LVM, the Linux logical volume manager included in the Linux kernel uses the device-mapper functionality to allow easy administration and creation of logical volumes in your file system. This is great technology, but what happens when you are having hard drive problems and want o troubleshoot. How do you determine which physical drive your volume is mapped to? How to find out if the drive you are replacing is storing critical parts of your system?
Here is the technique I’ve used and it works pretty well.
The df command will tell you what volume a specific directory is on. the output of this command might look like this
# df /foo
Filesystem Size Used Avail Use% Mounted on
/dev/mapper/kubuntu--vg-Video 739G 645G 56G 93% /foo
Once you know the volume you are looking for you can use the lvs command to report information about logical volumes.
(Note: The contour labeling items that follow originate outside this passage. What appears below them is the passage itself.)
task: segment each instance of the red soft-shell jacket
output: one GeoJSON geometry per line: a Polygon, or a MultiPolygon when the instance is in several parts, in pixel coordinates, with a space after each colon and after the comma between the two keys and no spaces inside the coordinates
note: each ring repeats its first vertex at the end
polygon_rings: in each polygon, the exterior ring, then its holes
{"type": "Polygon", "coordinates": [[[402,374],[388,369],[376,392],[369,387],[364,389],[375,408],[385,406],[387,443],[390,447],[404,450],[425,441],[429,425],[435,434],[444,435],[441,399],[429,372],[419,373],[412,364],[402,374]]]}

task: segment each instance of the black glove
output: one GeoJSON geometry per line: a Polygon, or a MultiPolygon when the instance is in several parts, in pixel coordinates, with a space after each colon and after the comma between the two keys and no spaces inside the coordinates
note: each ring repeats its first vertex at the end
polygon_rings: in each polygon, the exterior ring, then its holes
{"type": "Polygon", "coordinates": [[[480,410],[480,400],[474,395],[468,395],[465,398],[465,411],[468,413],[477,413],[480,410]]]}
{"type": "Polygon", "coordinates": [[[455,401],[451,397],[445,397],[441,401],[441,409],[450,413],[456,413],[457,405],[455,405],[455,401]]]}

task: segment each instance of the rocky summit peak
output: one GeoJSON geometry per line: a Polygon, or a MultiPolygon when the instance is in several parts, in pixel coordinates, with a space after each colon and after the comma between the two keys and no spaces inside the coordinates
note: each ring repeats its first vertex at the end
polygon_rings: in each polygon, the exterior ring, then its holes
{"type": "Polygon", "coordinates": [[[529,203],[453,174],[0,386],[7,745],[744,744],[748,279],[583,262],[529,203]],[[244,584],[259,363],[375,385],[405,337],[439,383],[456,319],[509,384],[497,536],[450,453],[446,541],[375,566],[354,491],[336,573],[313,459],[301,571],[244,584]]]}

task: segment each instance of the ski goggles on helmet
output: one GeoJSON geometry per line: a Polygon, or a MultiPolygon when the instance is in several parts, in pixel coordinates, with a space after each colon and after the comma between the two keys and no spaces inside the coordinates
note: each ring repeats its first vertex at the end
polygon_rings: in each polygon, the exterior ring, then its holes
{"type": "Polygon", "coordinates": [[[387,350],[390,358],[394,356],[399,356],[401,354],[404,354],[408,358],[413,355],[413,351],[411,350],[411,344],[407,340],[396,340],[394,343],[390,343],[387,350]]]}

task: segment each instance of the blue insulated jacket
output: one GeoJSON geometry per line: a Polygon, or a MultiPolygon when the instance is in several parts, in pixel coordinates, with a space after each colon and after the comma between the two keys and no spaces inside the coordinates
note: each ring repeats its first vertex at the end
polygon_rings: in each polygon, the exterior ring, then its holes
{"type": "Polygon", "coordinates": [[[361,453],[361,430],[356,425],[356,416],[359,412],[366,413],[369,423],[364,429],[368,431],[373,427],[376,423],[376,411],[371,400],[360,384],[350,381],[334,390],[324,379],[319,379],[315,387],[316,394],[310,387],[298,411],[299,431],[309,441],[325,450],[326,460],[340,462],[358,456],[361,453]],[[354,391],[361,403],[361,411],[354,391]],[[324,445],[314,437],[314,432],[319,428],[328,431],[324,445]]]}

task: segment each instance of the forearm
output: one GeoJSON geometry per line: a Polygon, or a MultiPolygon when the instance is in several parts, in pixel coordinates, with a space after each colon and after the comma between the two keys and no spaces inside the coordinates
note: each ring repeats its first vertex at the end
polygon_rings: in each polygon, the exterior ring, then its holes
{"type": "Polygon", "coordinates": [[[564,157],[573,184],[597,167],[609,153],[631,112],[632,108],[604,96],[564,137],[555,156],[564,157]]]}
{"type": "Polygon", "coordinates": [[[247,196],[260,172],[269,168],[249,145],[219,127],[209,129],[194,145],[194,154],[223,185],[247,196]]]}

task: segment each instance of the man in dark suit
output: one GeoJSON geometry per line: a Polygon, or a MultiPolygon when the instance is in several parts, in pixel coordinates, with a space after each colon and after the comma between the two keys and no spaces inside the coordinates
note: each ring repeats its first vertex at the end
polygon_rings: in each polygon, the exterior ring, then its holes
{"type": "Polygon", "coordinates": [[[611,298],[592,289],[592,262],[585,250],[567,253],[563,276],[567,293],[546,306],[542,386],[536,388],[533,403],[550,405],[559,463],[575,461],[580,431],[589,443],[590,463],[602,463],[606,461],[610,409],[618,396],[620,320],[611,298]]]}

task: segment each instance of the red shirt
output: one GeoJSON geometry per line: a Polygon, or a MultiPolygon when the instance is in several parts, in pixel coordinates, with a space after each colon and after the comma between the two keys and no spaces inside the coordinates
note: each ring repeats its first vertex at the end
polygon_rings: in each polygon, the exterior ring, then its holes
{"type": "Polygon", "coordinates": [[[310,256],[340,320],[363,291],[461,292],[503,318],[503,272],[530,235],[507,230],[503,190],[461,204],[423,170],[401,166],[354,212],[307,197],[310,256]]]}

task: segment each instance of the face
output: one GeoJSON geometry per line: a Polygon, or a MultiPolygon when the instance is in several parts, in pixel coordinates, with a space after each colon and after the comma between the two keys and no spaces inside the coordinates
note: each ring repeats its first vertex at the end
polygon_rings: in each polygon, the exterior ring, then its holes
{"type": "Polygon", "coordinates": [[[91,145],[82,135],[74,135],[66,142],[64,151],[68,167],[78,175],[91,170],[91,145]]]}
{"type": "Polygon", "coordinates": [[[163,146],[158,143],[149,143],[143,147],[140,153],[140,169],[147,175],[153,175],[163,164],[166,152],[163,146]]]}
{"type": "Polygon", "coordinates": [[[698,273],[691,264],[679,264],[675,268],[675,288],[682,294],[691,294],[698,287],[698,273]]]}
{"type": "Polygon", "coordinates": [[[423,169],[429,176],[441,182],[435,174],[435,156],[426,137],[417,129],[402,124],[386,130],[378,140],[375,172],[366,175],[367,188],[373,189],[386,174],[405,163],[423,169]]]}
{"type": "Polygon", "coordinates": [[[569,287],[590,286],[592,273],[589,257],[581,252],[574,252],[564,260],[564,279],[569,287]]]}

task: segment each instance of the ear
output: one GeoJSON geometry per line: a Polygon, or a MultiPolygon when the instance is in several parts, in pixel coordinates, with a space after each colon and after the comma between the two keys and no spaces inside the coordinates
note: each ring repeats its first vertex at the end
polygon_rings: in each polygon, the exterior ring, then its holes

Note, lvs seems to need root access so you may need to use sudo.
# sudo lvs -o +devices /dev/mapper/kubuntu--vg-Video
LV VG Attr LSize Pool Origin Data% Meta% Move Log Cpy%Sync Convert Devices
Video kubuntu-vg -wi-ao---- 750.00g /dev/sda5(128000)
So now we can see that the logical volum in question is on /dev/sda5
lshw can now show us what drive is on sda
# sudo lshw -class disk
description: ATA Disk
physical id: 0.0.0
bus info: scsi@0:0.0.0
logical name: /dev/sda
size: 1863GiB (2TB)
capabilities: partitioned partitioned:dos
configuration: ansiversion=5 logicalsectorsize=512 sectorsize=4096 signature=000c3f21
Now we know which drive is storing the content from the LVM in question and can migrate this over to a new hard drive.